‘In de verticale verhouding is de perspectiefwissel van Cassatie dus verdedigbaar wegens dat algemeen belang, mits degelijke motivering door de rechter. In de horizontale verhouding besluit ik dat er geen nood is aan een perspectiefwissel, mits bijkomende middelen voor de rechter om de vraag over het bewijs te beslechten. Maar in de praktijk is er nu geen eenduidig beeld bij de rechters over hoe daarmee moet worden omgegaan.

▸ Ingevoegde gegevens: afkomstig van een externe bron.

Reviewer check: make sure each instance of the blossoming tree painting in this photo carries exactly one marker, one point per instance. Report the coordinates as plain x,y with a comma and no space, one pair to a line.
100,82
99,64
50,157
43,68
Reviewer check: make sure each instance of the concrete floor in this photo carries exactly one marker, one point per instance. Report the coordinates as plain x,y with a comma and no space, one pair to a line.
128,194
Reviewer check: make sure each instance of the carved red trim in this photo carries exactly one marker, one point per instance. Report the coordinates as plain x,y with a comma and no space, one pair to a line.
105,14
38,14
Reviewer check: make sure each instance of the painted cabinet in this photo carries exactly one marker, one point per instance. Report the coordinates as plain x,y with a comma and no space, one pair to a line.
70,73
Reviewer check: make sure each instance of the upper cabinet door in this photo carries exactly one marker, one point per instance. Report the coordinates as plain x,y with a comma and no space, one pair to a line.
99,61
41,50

Ik hoop dat Cassatie vroeg of laat uitsluitsel zal geven en zich daarbij laat inspireren door de bewijshanteringsstandaard die ik de civiele rechtspraak aanreik. Maar ik merk dat ook daar de meningen verdeeld zijn. Het Hof is er duidelijk nog niet uit. Men is zich bewust van de impact die de afkondiging van enige standaard ook in civiele zaken zou hebben.’
[…]
‘Wat het nieuwe boek 8 betreft: het is een pedagogisch werkstuk, het zal voor velen de gelegenheid zijn om er weer in te duiken en vast te stellen welk een rijkdom aan mogelijkheden er zijn voor de rechter. Maar de auteurs hebben de problematiek van het onrechtmatig verkregen bewijs angstvallig vermeden, zogezegd omdat men wilde wegblijven van het bewijsprocesrecht. Maar ik denk dat dat niet echt blijkt uit het werkstuk. Ik heb het idee dat de Commissie bewijsrecht geen consensus kon vinden, of er geen duidelijk beeld over had.’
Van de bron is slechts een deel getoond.